Read Seeker Online

Authors: Jack McDevitt

Tags: #Space ships, #High Tech, #Space Opera, #General, #Science Fiction, #Benedict; Alex (Fictitious character), #Adventure, #Antique dealers, #Fiction

Seeker (7 page)

BOOK: Seeker
9.84Mb size Format: txt, pdf, ePub
ads

The tables were well supplied with jasmine candles. Walls and tables were dark-stained wood. Prints in the style of the last century provided a sense of nostalgia. I noticed a couple of senators with their spouses (I assumed) across the room. One, a well-known champion of corporate benefits, recognized Alex and came over to say hello.

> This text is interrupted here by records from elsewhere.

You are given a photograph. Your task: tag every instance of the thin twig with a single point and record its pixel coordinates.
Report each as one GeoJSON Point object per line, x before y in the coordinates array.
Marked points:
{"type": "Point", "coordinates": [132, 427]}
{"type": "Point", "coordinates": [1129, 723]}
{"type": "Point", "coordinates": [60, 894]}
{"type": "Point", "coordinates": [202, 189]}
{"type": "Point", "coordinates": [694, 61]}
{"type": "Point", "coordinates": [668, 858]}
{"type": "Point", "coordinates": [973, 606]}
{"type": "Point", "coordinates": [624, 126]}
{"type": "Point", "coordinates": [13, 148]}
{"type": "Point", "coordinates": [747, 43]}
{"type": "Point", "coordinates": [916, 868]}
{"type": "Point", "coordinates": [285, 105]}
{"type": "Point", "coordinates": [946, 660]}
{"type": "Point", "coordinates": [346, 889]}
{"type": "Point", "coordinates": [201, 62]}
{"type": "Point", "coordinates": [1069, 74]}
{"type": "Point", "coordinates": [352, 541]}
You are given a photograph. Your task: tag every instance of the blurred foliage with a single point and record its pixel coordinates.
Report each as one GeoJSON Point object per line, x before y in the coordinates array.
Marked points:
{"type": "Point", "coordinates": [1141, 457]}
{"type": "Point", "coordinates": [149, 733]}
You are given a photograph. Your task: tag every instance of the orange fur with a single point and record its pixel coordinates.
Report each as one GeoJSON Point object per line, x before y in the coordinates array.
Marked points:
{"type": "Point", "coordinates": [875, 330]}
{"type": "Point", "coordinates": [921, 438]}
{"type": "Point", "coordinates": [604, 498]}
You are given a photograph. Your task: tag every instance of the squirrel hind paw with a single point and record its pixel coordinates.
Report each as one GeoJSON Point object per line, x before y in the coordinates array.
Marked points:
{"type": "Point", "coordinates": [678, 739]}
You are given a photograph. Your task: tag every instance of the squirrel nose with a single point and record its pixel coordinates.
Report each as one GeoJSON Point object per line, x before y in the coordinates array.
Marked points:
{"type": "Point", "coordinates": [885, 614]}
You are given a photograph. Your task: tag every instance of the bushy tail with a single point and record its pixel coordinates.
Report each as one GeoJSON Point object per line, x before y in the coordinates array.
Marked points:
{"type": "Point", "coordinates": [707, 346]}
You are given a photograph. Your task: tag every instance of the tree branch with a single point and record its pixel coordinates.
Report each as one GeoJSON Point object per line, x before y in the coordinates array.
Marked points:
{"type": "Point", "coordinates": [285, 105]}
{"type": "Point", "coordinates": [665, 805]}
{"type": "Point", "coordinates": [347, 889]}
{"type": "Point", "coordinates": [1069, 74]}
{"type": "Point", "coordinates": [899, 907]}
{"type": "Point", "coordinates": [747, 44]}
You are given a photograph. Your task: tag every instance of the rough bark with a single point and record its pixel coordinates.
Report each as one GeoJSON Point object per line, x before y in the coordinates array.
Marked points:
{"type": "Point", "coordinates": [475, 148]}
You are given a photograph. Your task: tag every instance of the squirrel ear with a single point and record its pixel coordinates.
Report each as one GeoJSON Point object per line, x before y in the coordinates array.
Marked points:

Amy walked in a few minutes later, looking around as if she were lost. Then she spotted us and strode briskly over. “Good evening, Mr. Benedict,” she said, still taking in her surroundings. “This is really nice.”

Alex rose, pulled her chair out for her, and said he was glad she was pleased. She said hello to me and sat down.

She wore a pressed lavender suit and seemed to have had something of a makeover. Her hair was pulled back and in better order. Her eyes were more alert, and she stood a bit straighter than she had at the office. She wasn’t at ease, but that of course was the reason we were there. The Hillside was the place Alex used when he wanted to put a client on the defensive. Which is to say, when he wanted something he wasn’t sure he could get.

She went immediately to business: “Chase said you have good news for me.”

That was her imagination at work. Alex looked at me, read my face, and smiled. “The cup is associated with a famous, and very early, interstellar,” he said. “We think it’s reasonably valuable.”

“How much?” she asked.

“We’ll have to let the market decide, Amy. I’d rather not guess.” He produced a chip. “When you get time, complete this document. It will establish your ownership of the property.”

“Why do I have to do that?” she asked. “It’s mine. It was given to me.”

“And possession is ninety percent. But disputes have a way of appearing in these cases. It’s a formality, but it might save problems later.”

She was annoyed, but she took it and dropped it in a side pocket. “I’ll get it back to you tomorrow.”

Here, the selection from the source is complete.